2 For we all stumble in many ways. If anyone does not stumble in what he says, he is a perfect man, able to bride the whole body as well.
3 Now if we put the bits into the horses’ mouths so that they will obey us, we direct their entire body as well.
4 Look at the ships also, though they are so great and are driven by strong winds, are still directed by a very small rudder wherever the inclination of the pilot desires.
5 So also the tongue is a small part of the body, and yet it boats of great things. See how great a forest is set aflame by such a small fire!
Before we start, let’s remember the context here – we are in the middle of a long passage examining the various ways in which words are powerful…for better or for worse.
Verse 2 always makes me smile – I always do whenever the epistle writers get borderline-sarcastic. James is making the point that no one will ever have flawless control over their tongue, so even the most pious person in the world cannot claim to be perfect. Remember James 1:26 “If anyone thinks he is religious and does not bride his tongue but deceives his heart, this person’s religion is worthless” (ESV). Think about it – if you really had the massive amount of self control to tame your tongue, wouldn’t resisting all other temptation seem like the easiest thing in the world? Angry words, vulgar words, prideful words, impatient words, gossip…it seems like all these spring out of our mouths before we have time to realize what we’re saying.

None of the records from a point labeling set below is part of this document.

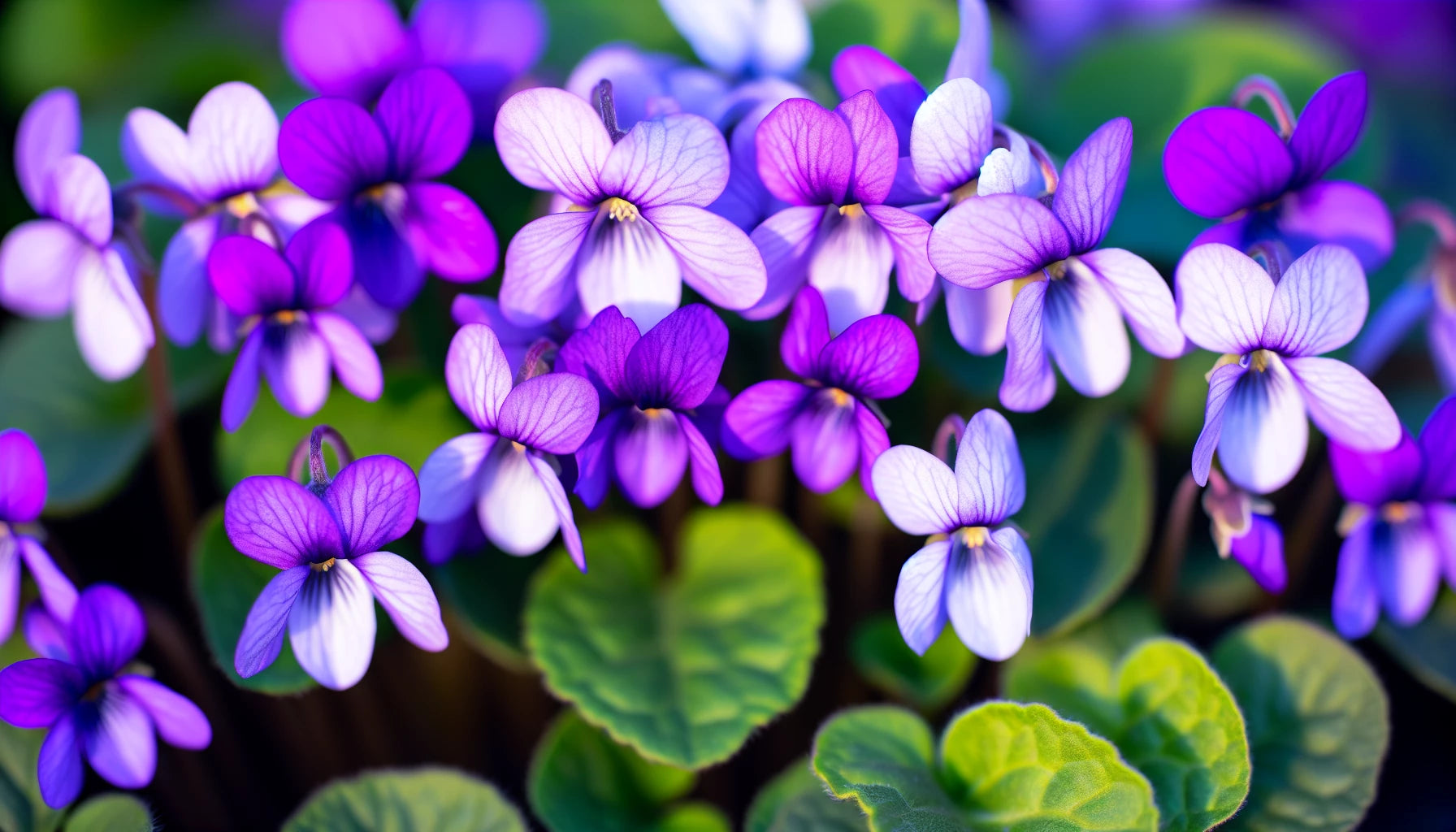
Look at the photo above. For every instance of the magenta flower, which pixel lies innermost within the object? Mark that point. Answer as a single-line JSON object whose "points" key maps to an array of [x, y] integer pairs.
{"points": [[1072, 296], [979, 576], [507, 472], [638, 226], [1400, 526], [353, 49], [1228, 163], [829, 418], [93, 704], [379, 169], [325, 536], [657, 391], [292, 337], [66, 260], [1273, 331]]}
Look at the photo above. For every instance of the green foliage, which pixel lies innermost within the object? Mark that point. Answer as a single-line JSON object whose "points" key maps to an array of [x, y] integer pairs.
{"points": [[583, 782], [1001, 767], [1318, 725], [682, 668]]}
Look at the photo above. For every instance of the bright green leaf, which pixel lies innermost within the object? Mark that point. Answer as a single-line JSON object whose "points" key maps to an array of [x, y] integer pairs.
{"points": [[1318, 726], [682, 668]]}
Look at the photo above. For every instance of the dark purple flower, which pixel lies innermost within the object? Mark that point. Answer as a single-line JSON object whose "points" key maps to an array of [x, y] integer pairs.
{"points": [[1228, 163], [829, 418], [325, 536], [353, 49], [92, 703], [1400, 526], [288, 332], [379, 169], [507, 472], [652, 389]]}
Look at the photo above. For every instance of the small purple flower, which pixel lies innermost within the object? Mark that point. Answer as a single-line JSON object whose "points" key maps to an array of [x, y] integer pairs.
{"points": [[290, 336], [638, 226], [829, 418], [325, 536], [1071, 296], [976, 569], [92, 703], [1228, 163], [1400, 526], [652, 391], [1272, 331], [507, 472], [66, 260], [379, 168], [353, 49]]}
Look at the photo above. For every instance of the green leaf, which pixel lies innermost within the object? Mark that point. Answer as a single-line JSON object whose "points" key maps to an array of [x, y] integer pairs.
{"points": [[226, 583], [92, 433], [406, 800], [797, 802], [928, 682], [682, 668], [1002, 767], [583, 782], [1318, 726]]}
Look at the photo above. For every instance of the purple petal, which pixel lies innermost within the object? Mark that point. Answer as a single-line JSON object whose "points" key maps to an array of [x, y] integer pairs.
{"points": [[921, 596], [279, 522], [331, 626], [1220, 161], [406, 598], [1002, 236], [261, 640]]}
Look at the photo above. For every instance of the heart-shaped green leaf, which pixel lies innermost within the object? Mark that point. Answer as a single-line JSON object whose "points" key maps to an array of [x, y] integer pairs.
{"points": [[1002, 765], [583, 782], [424, 799], [1164, 708], [1318, 726], [682, 668]]}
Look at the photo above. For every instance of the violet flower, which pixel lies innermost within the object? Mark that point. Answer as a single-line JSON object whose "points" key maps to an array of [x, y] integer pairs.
{"points": [[1228, 163], [829, 418], [290, 336], [652, 388], [976, 569], [1273, 327], [1400, 526], [325, 536], [1071, 296], [507, 472], [379, 169], [637, 229], [836, 168], [353, 49], [66, 260], [95, 705]]}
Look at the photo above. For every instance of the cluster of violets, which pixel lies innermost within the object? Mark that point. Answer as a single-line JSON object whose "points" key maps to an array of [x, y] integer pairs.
{"points": [[301, 240]]}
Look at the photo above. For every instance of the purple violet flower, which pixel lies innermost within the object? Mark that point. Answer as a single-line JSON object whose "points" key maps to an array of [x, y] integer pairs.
{"points": [[1071, 296], [1228, 163], [353, 49], [1400, 526], [66, 258], [379, 169], [92, 703], [652, 388], [507, 472], [638, 226], [976, 567], [290, 336], [1272, 330], [325, 536], [829, 418]]}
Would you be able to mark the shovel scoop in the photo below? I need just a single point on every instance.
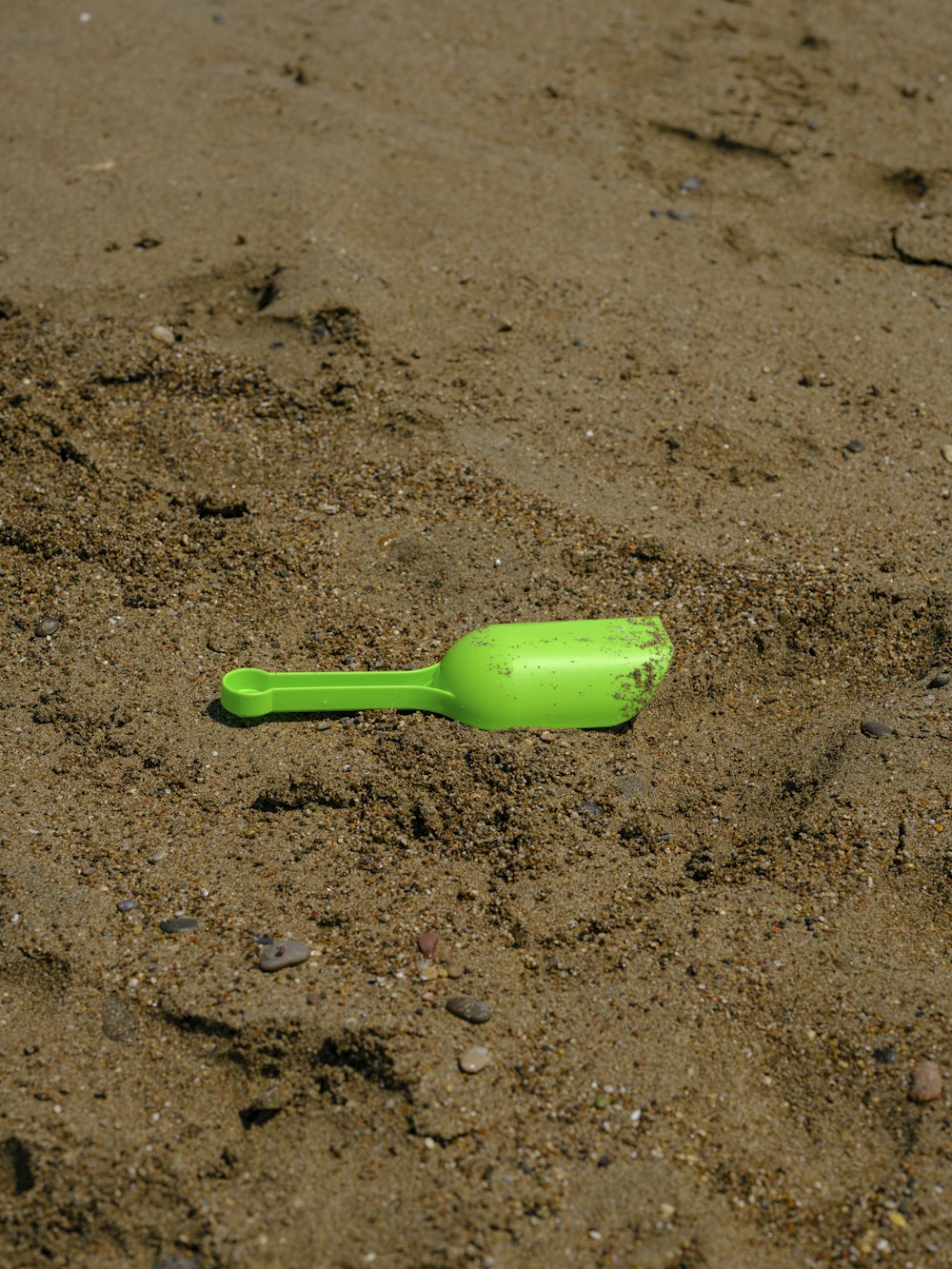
(522, 674)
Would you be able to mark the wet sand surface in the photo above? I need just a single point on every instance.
(329, 334)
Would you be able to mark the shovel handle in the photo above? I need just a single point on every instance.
(254, 693)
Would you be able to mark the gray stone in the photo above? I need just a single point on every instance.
(282, 955)
(474, 1060)
(470, 1009)
(879, 730)
(927, 1081)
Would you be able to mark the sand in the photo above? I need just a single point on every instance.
(329, 334)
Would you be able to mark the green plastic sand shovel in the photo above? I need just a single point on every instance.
(525, 674)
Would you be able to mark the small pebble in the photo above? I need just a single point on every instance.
(927, 1081)
(474, 1060)
(870, 727)
(284, 953)
(470, 1009)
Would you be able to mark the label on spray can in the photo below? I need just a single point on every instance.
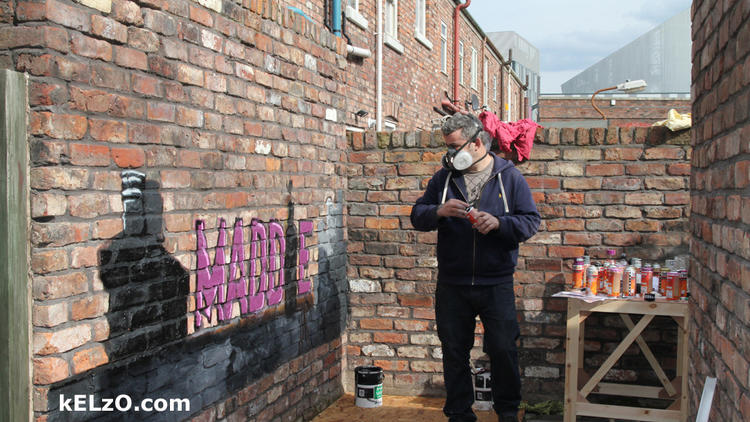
(471, 214)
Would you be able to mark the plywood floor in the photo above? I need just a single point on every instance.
(394, 409)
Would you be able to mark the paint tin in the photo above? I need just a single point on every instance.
(369, 386)
(482, 389)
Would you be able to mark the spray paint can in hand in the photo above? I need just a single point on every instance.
(472, 214)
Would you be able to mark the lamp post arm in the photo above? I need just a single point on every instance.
(594, 105)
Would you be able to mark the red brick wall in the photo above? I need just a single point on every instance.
(625, 112)
(720, 207)
(413, 82)
(620, 188)
(231, 111)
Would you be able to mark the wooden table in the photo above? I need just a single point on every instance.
(579, 384)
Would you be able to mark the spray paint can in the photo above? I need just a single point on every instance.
(628, 281)
(683, 284)
(646, 276)
(472, 214)
(592, 279)
(578, 275)
(656, 279)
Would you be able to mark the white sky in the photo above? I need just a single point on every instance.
(572, 35)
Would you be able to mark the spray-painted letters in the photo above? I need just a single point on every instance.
(255, 288)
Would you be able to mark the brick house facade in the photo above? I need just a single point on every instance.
(619, 110)
(720, 206)
(413, 77)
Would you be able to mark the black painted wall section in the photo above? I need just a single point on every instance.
(151, 355)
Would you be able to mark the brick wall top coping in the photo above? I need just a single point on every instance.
(656, 135)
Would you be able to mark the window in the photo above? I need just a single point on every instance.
(473, 68)
(461, 62)
(390, 31)
(420, 23)
(485, 82)
(494, 88)
(352, 13)
(443, 47)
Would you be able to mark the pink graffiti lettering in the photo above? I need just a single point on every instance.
(255, 289)
(258, 282)
(276, 267)
(305, 284)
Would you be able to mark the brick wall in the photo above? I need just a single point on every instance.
(621, 188)
(720, 207)
(413, 82)
(625, 112)
(230, 112)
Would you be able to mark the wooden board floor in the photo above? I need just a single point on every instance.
(394, 409)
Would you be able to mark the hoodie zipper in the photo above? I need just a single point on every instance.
(474, 233)
(474, 243)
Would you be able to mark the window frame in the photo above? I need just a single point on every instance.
(352, 14)
(473, 70)
(420, 23)
(443, 47)
(485, 80)
(390, 26)
(461, 62)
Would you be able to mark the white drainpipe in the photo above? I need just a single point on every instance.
(379, 70)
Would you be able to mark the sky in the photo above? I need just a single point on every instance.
(572, 35)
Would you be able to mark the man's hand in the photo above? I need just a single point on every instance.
(452, 208)
(486, 222)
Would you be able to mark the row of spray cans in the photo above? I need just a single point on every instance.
(620, 279)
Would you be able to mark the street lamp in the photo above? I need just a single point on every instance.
(627, 87)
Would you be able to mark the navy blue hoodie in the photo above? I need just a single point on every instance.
(465, 256)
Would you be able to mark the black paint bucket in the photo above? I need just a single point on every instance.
(368, 382)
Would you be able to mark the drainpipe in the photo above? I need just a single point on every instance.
(336, 18)
(379, 69)
(456, 17)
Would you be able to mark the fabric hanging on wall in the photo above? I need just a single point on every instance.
(519, 134)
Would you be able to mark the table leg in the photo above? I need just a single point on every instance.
(572, 363)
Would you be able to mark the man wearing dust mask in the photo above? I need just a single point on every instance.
(482, 208)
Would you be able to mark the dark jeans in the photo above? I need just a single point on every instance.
(456, 308)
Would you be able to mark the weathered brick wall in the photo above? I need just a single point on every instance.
(621, 188)
(413, 82)
(720, 207)
(625, 112)
(232, 113)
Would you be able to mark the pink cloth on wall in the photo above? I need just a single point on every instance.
(520, 134)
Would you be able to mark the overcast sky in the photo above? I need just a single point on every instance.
(572, 35)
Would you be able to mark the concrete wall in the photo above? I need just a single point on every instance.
(216, 273)
(661, 57)
(720, 207)
(621, 188)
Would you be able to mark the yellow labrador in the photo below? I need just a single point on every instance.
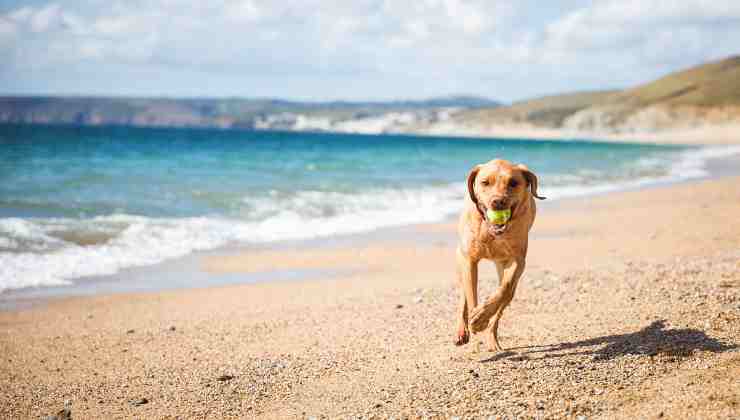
(496, 185)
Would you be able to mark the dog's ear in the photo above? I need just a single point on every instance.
(531, 180)
(471, 188)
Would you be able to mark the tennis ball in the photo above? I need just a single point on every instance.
(498, 217)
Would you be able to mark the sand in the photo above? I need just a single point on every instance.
(629, 308)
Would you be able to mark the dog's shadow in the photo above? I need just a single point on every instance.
(652, 340)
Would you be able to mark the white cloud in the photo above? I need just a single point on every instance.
(376, 48)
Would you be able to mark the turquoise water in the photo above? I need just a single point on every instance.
(81, 201)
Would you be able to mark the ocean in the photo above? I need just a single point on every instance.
(90, 201)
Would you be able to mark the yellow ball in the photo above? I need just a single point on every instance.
(498, 217)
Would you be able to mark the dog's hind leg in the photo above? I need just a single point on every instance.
(493, 343)
(482, 314)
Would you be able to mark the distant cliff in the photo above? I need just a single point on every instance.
(702, 96)
(237, 113)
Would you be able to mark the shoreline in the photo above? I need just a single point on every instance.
(188, 272)
(622, 312)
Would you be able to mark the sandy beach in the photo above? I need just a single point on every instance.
(630, 307)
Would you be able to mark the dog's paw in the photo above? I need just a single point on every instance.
(462, 337)
(479, 319)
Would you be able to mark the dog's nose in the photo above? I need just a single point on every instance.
(500, 204)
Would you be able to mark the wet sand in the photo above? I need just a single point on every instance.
(629, 308)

So…how does this make sense? It seems against nature that such a tiny part could cause such a gigantic problem. James doesn’t explain this directly, but rather by means of a couple of analogies – how easy it is to control a horse (a huge, powerful animal!) with one tiny piece of metal between its teeth, and how an entire ship (not just sailboats, but brigantines, man-o-wars) are steered by one piece of wood. In modern terms, think about the various components in the computer you’re reading this on – like the IBM processor, a small little square – and how much power is in each of those parts. Thinking about it in these terms, then, the tongue’s power actually makes sense – which is all the reason to keep an extra wary eye on it.
The end of verse 5 is a segway into the next post’s passage, in which we will examine the issue of the tongue as fire further.
But before I sum up for the day, I’d like share both my personal struggles with this issue, as well as a few verses pertaining to this subject.
Okay, so I have huge problems with taming my tongue! It’s seems like every time I open my mouth, I’m being rude to someone. I honestly don’t like leading studies on this subject because I don’t have it figured out at all yet! :-) God has been helping me a lot lately to catch myself immediately much more often, but that evil tongue of mine still rears its head multiple times a day.
Do you struggle with this, too? What have you found that helps you not do it?
Alright, now for a few Bible verses (ESV instead of NASB for this list; it’s another one of my favorites and I happen to have it with me right now):
* Ephesians 4:29 “Let no corrupting talk come out of your mouths, but only such as is good for building up, as fits the occasion, that it may give grace to those who hear.”
* Proverbs 12:18 “There is one whose rash words are like sword thrusts, but the tongue of the wise brings healing.”
* Psalm 141:3 “Set a guard, O Lord, over my mouth; keep watch over the door of my lips!”